Por: Bruno Lima  -  15/06/20  -  12:18
Xico Sá não se empolga, mas define início de Jesualdo no Santos como satisfatório
Xico Sá não se empolga, mas define início de Jesualdo no Santos como satisfatório   Foto: Reprodução

Nascido em Santana do Cariri, interior do Ceará, Xico Sá é jornalista, escritor, autor de vários livros e torcedor fanático do Santos. Enquanto divulga 'A Pátria em Sandálias da Humildade', sua mais recente obra literária que traz crônicas sobre futebol, ele falou com A Tribuna sobre o amor pelo Peixe e as alegrias e frustrações vividas em razão do time da Vila Belmiro desde os 5 anos de idade.

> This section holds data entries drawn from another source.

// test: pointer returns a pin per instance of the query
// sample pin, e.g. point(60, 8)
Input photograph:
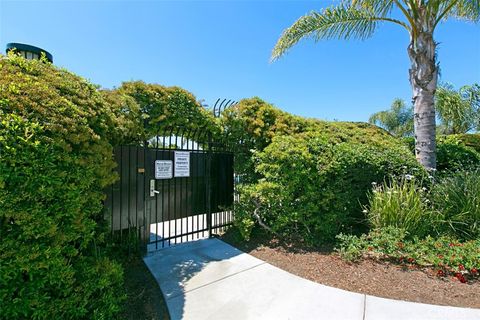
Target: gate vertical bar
point(208, 176)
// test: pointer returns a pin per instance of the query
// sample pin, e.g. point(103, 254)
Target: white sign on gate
point(163, 169)
point(182, 164)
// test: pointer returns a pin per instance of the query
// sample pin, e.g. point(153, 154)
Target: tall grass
point(456, 203)
point(400, 204)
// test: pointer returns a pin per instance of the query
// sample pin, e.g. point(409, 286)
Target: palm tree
point(360, 18)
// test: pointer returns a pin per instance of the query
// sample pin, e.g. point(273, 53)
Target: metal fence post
point(209, 184)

Qual a sua primeira lembrança como torcedor do Santos?
Foi com uns 5 anos, quando comecei a ouvir aquele zum zum zum dos meus primos mais velhos e vizinhos no vilarejo em que morava, chamado Sítio das Cobras, em Santana do Cariri, no Ceará. O Santos era o time dos anos 60 não só do Brasil, mas no mundo. A comunidade lá só falava do Santos, de Pelé e daqueles jogadores todos. Então, fui acompanhando os jogos pelo rádio quando os mais velhos ligavam. A partir dos 6 ou 7 anos, eu mesmo já tratava de ligar o rádio para ouvir os jogos. Além disso, nasci em 1962. Ou seja, já nasci campeão do mundo. Difícil escolher outro time diante disso (risos). 

Não teve pressão de familiares para torcer por outros times?
Quando criança eu vinha para São Paulo com a minha mãe e tinha um tio corintiano, o Tio Alberto, falecido há seis anos, que tentou de tudo para me fazer corintiano. Uma vez me levou ao Pacaembu para assistir a um Santos e Corinthians. Mas naquela época não dava para o Corinthians. Se me levasse em outros 40 Santos e Corinthians, ele ia perder todos.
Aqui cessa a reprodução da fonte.